Whats interesting is that Bud Selig was brilliant in selecting the Honorable former Senate majority leader Mitchell to chair the commission report. If the union ignores or stonewalls MLB, Congress will come down like a ton of bricks on the players union and mandate by law most if not all of the recommendations. Fehr is a smart guy. Thats why he was talking like he got kicked in the balls at his press conference.
They would do that anyway. They almost did it 2 years ago when Cain was chairing the commission. What they really need to do is mandate some rules for the NFL where they care a lot more about pot smoking then they do about steroids or HGH. There should be one standard and one set of penalties for all sports and it should be based on what the IOC does. Put that in place and see how fast things get cleaned up.
Because Olympic athletes are clean? Sorry, the only way to fix things is to educate players at all levels, from pee-wee leagues on up to the pros, in every sport, about the true dangers of drug use. As long as testing is the method of prevention, the problem will continue. Why? Because as long as there is a test, there will be a way to cheat around it. I mean, we do all realize that these guys are cheaters against their entire sport, right? What motivation is there not to cheat in everything? Now if they truly understand that a shrunken pair of boys, and a massive heart attack are in their future, maybe that is worth taking note of.
Yes, of course. That MUST have been the Mitchell committee leaking that to the Chronicle. Not that, if it were Mitchell, the bigger story of the day would have been how the Red Sox were trying to get an unfair advantage over a mediocre pitcher, and how a statesman/attorney committed a disbarable offense. And you haven't address the unaddressable point about why the Red Sox would conceivably sign a player journeyman middle reliever who won't be able to throw a ball in anger until next August. Clearly it was insider information that made the Red Sox shy away from such an attractive resigning.
The continual sacrifice of personal freedom, dignity and honor by subjecting more and more people to drug testing just to be able to work seems a steep price to pay when the league and public has encouraged players to take drugs in order to have unlimited fame and fortune. This country has wasted billions on the war on drugs and we have sacrificed the freedom and creative ability of thousands of people fighting a lossing war on drugs. This is just another fools battle. Players who want to live long productive lives will sacrifice money and fame for it, those who want to burn bright as long as they can will pay the consequences. Until the incentive of fame and fortune is reduced and the consequences outweigh the benifit this will continue to be an escalating war between science on both sides of the ledger. The geni is out of the bottle and there is no putting it back in. Hopefully the public will stop supporting the games and the money will dry up the franchises will shut their doors and the fame and fortune will also dry up which will take away the incentive for every expanding franchises, wealth and greed.

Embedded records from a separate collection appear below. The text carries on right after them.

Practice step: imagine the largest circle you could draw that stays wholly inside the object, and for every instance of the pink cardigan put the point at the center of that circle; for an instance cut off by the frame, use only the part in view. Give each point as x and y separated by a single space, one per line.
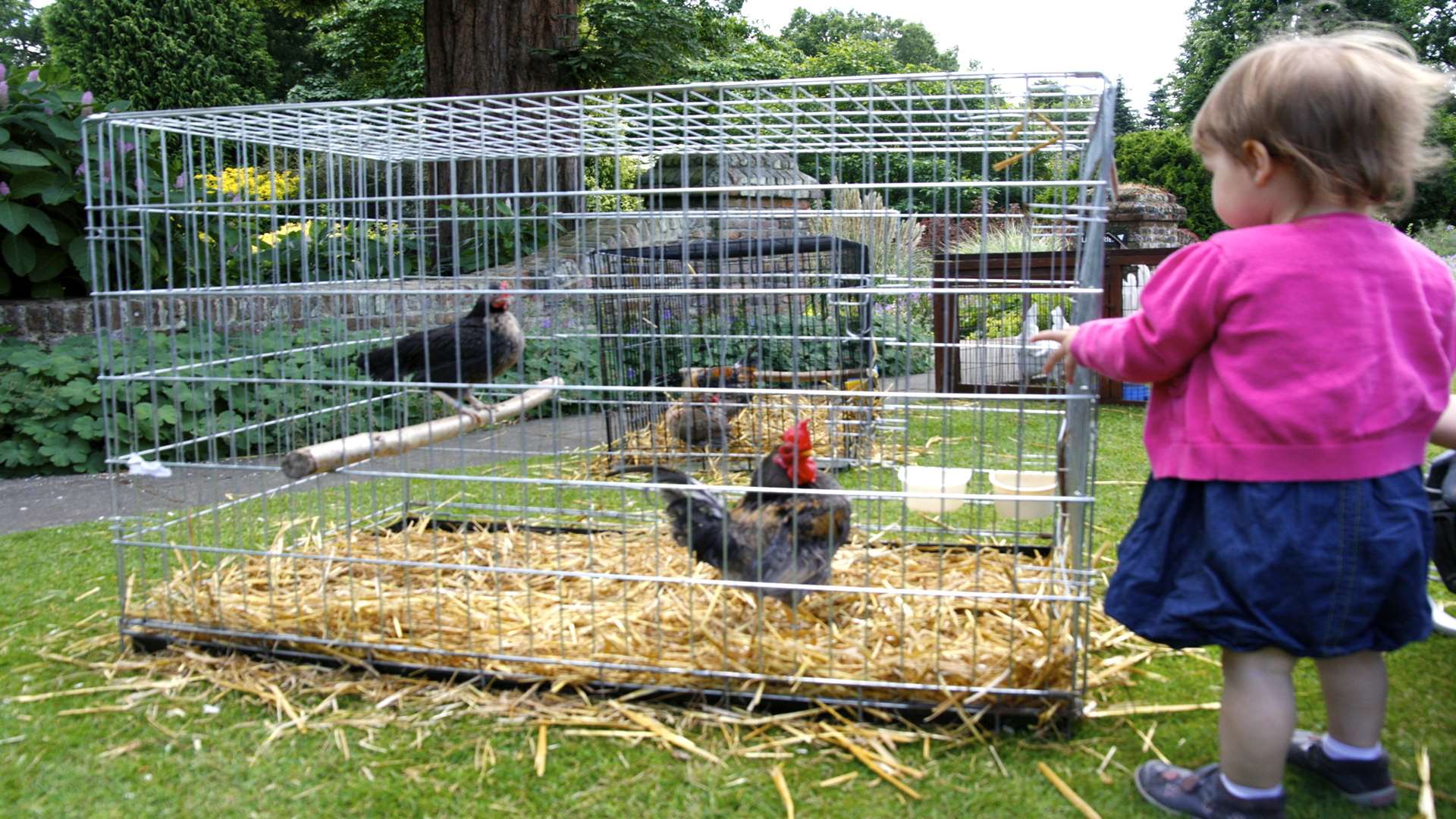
1316 350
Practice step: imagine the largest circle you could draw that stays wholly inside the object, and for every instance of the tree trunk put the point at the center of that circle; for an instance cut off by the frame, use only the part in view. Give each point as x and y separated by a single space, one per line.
488 47
475 47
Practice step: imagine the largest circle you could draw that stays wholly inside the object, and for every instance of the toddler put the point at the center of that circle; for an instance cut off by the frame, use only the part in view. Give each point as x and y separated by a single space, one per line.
1299 363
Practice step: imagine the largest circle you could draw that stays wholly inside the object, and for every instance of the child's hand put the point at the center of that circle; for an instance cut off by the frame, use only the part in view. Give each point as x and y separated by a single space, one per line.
1063 338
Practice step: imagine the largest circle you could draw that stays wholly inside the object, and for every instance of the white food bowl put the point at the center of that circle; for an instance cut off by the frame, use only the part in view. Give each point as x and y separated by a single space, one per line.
1019 485
934 480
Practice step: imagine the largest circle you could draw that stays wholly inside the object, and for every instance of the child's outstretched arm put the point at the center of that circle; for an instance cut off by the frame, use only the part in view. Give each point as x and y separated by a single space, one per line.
1181 309
1445 431
1062 353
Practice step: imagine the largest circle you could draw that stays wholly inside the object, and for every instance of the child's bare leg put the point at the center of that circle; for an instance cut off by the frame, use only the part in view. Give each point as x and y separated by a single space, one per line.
1354 689
1257 719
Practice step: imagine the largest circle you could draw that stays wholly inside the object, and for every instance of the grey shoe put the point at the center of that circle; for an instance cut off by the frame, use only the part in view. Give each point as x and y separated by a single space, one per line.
1200 793
1363 783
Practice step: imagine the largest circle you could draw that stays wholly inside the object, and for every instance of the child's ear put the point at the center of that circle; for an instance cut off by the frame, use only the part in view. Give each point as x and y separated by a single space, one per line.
1258 161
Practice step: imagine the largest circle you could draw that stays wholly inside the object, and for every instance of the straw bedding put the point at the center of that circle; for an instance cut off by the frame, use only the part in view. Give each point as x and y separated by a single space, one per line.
1011 643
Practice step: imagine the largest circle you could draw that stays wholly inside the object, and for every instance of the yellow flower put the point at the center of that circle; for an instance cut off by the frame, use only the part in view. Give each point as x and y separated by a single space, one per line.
253 183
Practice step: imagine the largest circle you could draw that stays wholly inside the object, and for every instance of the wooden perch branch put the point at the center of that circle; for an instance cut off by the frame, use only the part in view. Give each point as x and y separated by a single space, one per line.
780 376
341 452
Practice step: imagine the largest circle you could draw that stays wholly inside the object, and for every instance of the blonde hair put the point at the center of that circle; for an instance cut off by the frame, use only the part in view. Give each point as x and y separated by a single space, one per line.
1348 111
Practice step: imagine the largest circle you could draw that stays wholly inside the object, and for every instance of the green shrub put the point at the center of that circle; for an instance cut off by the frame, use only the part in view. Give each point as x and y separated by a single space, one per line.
52 401
41 191
1166 159
165 53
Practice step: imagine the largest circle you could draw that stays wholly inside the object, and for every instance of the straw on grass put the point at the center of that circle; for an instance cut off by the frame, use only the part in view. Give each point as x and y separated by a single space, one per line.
528 601
1066 790
777 774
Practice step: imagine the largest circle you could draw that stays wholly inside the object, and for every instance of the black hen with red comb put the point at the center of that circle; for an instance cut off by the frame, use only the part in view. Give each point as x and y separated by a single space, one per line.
772 535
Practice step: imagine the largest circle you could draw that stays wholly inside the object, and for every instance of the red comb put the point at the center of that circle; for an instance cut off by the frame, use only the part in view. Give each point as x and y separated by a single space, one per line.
799 436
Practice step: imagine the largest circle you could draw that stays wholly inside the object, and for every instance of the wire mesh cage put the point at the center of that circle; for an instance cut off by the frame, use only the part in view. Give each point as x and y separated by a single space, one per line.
794 311
395 354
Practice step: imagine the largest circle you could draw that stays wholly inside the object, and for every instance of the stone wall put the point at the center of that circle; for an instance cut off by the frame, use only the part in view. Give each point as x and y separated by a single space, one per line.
1147 218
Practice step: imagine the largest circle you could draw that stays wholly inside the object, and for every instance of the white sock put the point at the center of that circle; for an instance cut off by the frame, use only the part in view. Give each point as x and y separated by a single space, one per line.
1343 752
1251 793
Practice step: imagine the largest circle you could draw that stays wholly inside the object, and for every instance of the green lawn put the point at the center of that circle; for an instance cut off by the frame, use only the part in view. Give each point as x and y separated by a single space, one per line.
168 755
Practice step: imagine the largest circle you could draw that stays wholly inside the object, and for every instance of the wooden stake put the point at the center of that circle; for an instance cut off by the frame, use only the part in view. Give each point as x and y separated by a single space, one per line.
341 452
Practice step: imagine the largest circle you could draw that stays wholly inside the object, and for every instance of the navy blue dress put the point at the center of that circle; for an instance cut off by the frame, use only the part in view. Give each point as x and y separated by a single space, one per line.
1318 569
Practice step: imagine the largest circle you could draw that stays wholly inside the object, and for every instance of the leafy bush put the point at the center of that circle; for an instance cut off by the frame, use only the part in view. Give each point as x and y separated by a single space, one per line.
52 403
41 193
1166 159
165 53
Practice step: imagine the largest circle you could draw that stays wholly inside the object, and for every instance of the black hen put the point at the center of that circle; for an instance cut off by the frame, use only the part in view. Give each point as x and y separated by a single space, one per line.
770 537
699 422
473 349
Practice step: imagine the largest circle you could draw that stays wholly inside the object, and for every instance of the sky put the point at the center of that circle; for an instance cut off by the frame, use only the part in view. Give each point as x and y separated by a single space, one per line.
1134 38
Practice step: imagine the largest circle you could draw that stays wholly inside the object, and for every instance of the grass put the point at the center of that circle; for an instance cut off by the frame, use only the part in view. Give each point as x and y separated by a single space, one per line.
180 760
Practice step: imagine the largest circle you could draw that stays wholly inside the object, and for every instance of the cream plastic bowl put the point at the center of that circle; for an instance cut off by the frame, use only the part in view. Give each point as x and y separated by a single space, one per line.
1017 487
934 480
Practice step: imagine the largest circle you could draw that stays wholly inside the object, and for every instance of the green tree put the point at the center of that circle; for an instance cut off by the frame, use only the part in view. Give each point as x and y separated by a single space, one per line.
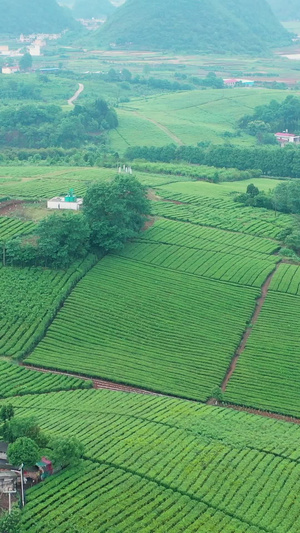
116 211
25 62
7 412
66 451
23 450
9 523
24 427
62 238
252 190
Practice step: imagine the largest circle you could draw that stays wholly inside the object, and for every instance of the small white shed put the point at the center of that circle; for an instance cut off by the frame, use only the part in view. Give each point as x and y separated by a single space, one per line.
65 202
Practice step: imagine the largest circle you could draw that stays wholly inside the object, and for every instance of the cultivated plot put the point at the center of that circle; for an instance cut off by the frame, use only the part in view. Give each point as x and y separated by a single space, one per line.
156 463
148 326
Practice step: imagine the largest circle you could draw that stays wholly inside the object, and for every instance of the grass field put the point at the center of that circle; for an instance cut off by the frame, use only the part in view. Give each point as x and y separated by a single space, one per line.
16 381
159 464
190 117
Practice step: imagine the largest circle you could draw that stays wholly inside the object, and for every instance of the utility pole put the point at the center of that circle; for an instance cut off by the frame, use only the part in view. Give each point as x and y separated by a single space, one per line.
22 485
4 254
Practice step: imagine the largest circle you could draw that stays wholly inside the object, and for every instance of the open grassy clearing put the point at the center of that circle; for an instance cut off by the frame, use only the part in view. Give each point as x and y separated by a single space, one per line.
160 464
9 227
268 372
192 117
29 299
36 183
16 381
148 326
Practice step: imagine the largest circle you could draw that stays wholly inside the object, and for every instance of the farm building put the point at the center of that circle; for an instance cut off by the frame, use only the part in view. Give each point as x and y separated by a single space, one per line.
8 481
65 202
284 138
10 70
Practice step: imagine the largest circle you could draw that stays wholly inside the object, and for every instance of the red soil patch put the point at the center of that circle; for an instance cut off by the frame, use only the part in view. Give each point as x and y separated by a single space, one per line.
7 208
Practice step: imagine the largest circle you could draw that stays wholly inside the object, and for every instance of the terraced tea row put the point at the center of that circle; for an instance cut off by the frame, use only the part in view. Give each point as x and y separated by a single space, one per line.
9 227
204 238
225 214
268 372
148 326
159 464
58 183
287 279
16 380
213 265
29 299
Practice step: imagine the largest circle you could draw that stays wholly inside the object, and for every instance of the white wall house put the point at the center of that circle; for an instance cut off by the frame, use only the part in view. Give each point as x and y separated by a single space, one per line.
63 202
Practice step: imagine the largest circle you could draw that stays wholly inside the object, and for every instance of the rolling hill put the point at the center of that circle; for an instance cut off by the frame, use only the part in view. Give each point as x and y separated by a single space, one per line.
286 11
235 26
88 9
27 16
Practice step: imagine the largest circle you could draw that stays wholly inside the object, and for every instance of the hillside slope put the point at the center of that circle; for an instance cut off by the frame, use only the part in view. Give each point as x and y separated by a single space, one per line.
27 16
88 9
236 26
286 10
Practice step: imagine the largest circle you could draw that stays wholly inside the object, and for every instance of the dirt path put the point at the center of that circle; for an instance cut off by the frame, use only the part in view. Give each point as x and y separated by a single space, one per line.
97 383
75 96
161 127
110 385
259 304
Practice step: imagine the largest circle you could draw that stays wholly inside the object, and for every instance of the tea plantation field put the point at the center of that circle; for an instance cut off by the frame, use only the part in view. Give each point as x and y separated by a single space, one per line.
29 299
141 324
157 464
16 380
200 116
268 373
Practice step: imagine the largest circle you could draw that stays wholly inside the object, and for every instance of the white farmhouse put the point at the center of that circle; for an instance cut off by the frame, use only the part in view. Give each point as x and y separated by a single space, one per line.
65 202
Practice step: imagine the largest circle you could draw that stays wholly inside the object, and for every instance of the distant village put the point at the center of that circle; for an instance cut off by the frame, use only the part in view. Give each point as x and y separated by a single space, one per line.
33 44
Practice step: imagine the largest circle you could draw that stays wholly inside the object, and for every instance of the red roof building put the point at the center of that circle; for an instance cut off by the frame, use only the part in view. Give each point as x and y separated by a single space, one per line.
284 138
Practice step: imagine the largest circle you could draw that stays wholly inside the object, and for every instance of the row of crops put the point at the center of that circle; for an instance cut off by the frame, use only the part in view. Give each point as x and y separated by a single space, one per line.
156 464
223 266
13 226
224 214
268 372
286 279
201 237
16 380
29 300
196 171
58 182
148 326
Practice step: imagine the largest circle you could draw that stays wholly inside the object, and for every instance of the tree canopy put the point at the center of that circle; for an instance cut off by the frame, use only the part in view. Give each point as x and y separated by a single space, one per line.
41 126
66 451
23 450
199 25
116 211
274 117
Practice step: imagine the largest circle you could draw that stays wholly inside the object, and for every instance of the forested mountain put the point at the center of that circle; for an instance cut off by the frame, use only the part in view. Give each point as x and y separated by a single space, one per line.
205 25
289 10
27 16
88 9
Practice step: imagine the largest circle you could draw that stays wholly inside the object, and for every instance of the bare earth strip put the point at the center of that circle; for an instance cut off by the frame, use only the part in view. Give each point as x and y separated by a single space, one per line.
259 304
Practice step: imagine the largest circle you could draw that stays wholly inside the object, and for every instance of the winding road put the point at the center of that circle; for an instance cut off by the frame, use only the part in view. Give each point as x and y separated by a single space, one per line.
75 96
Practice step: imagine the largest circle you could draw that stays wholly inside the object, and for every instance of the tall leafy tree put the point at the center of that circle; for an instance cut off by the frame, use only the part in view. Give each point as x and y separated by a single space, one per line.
116 211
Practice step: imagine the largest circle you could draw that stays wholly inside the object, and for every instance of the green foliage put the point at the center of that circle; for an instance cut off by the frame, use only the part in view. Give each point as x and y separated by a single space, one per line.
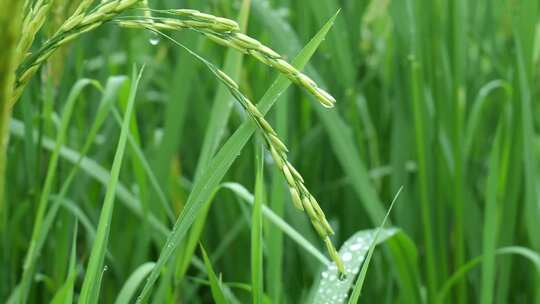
436 96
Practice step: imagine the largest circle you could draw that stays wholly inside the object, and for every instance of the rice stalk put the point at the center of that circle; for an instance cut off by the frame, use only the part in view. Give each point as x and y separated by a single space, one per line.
226 32
79 23
301 197
9 32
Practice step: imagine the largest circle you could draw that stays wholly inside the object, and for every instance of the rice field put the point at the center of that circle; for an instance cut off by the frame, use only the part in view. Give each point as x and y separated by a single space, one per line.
269 151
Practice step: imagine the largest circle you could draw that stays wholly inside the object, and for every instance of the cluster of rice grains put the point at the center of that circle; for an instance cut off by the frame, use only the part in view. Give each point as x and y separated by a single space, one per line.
223 31
227 32
80 22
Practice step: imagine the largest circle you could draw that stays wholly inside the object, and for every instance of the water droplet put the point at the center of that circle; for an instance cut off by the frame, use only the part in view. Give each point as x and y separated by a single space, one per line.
356 247
154 39
347 256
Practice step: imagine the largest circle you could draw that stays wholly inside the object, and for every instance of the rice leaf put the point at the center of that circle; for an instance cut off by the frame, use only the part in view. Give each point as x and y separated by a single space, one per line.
132 284
256 230
331 288
215 283
92 280
222 161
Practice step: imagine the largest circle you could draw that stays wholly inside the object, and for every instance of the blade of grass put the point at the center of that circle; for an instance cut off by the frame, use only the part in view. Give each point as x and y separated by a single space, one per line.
491 216
219 116
256 230
355 296
94 170
215 283
128 291
223 160
277 221
527 253
33 251
65 293
92 280
332 289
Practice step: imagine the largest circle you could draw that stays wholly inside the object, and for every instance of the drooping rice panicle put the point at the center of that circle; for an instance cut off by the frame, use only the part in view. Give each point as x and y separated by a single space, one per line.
225 32
300 195
79 23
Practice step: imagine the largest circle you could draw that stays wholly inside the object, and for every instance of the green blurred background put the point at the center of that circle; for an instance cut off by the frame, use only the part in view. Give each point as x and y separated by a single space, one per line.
437 96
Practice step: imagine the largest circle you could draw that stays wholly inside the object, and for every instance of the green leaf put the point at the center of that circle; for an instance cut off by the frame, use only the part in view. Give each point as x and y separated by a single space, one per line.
65 293
353 252
92 280
361 277
130 287
256 230
215 284
220 164
34 250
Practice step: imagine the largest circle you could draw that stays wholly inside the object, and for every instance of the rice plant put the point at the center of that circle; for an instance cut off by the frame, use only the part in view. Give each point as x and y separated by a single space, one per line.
221 151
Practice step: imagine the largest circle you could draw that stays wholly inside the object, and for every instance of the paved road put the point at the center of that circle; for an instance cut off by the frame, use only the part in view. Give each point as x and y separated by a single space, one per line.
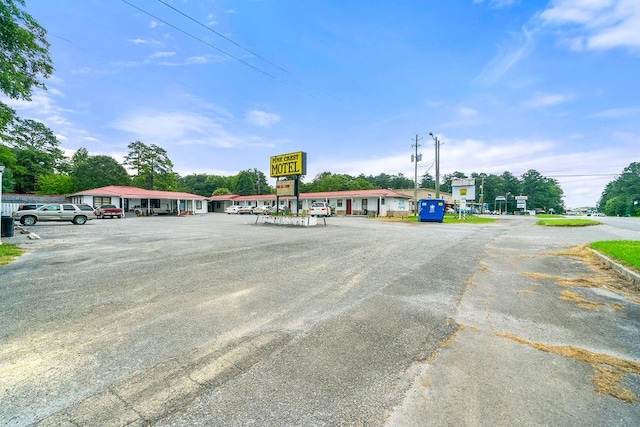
213 320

Not at all. I said it myself - Mitchell wasn't the right choice for this job. Doesn't mean I don't think the idea of him cluing the Red Sox into his report so that they could cut a broken, mediocre, middle-reliever, is silly.
Although I am now pretty sure that all of the players who are on the list took roids, the way he went about this was pretty disgusting in my opinion
OK, enough is enough. There was no conspiracy. Epstein took a beating the report, as did some '07 Red Sox and Mo Vaughn, one of the most popular Red Sox of the 1990s. Mitchell was dealt a bad hand to begin with, and he did the best he could with it. He was a bad choice for the job, but that's not his fault. Based on the report, there's no reason to doubt his character and integrity, and, more importantly, there has been nothing about Mitchell's personal history that is at all suspect; he seems like a good guy. No more excuses; those who were caught were caught. End of story.